Location: Location not imported yet.Title: Performance Metrics for Soil Moisture Retrievals and Applications Requirements) Author
Submitted to: Journal of Hydrometeorology
Publication Type: Peer reviewed journal
Publication Acceptance Date: 1/11/2010
Publication Date: 6/15/2010
Publication URL: http://handle.nal.usda.gov/10113/60040
Citation: Entekhabi, D., Reichle, R.H., Crow, W.T., Koster, R.D. 2010. Performance metrics for soil moisture retrievals and applications requirements. Journal of Hydrometeorology. 11:832-840. Interpretive Summary: Accurate information regarding the availability of soil water is valuable for a wide range of agricultural applications (including irrigation scheduling, fertilizer application optimization and crop yield forecasting). Such information can be obtained in a variety of ways and we currently lack appropriate metrics to summarize the value of various soil moisture estimates for various agricultural applications. This makes it difficult to determine whether a given set of observations are “good enough” in an absolute sense or “better” than an existing product in a relative sense. This article reviews existing skill metrics for soil moisture retrievals (such as simple root-mean-square-error accuracy and the correlation between predicted and actual soil moisture) and goes on to propose a new general error statistic which - for any pre-defined application - provides a more appropriate measure of the overall value for a given product. The creation of such a generalized metric is critical for current efforts to development and NASA Soil Moisture Active/Passive satellite mission.
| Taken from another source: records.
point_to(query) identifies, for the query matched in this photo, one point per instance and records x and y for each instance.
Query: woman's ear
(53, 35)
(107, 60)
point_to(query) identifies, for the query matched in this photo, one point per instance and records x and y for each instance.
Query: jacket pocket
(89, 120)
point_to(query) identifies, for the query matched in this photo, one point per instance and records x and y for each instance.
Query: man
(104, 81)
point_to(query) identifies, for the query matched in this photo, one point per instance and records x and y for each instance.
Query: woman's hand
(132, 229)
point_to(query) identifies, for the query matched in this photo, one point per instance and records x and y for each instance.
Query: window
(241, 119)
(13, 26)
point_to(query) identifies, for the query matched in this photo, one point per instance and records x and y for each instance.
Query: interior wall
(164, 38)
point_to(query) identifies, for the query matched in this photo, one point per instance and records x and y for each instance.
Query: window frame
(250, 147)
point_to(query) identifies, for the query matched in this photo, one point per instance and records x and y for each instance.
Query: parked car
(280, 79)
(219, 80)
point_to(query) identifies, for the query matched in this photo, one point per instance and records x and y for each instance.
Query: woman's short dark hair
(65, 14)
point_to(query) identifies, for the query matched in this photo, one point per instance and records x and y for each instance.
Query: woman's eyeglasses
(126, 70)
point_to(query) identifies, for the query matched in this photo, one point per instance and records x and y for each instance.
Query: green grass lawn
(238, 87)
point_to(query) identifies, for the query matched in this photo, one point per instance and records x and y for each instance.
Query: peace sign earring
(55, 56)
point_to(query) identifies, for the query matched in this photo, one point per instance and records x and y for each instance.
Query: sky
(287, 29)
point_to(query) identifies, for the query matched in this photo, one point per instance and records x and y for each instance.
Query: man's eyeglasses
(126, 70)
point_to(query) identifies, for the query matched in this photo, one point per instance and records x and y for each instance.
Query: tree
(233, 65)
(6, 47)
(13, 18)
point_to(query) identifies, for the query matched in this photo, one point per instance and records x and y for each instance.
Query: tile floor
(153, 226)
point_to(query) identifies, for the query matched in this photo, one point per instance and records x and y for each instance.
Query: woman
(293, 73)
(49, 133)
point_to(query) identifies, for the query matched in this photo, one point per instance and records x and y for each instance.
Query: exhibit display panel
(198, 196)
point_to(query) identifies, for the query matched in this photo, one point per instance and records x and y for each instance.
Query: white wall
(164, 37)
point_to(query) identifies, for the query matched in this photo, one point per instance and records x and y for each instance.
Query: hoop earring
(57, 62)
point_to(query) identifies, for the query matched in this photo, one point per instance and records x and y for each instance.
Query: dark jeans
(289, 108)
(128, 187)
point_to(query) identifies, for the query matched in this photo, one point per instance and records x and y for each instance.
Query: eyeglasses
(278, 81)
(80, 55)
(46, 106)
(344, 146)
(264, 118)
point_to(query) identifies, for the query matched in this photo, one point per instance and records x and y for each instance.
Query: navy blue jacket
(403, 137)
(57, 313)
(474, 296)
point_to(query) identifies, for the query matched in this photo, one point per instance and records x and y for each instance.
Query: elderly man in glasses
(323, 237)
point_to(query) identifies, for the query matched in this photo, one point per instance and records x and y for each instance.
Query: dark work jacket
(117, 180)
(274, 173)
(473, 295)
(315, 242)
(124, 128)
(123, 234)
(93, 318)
Technical Abstract: Quadratic performance metrics such as root-mean-square error (RMSE) and time series correlation are often used to assess the accuracy of geophysical retrievals and true fields. These metrics are generally related; nevertheless each has advantages and disadvantages. In this study we explore the relation between these two metrics in the presence of biases in mean as well as amplitude of fluctuations (variance) between estimated and true fields. Such biases are typical, for example, for satellite retrievals of soil moisture. Finally we introduce levels of discrimination – a metric that is easier to pin-point for a given application - and relate it to the RMSE and correlation performance metrics.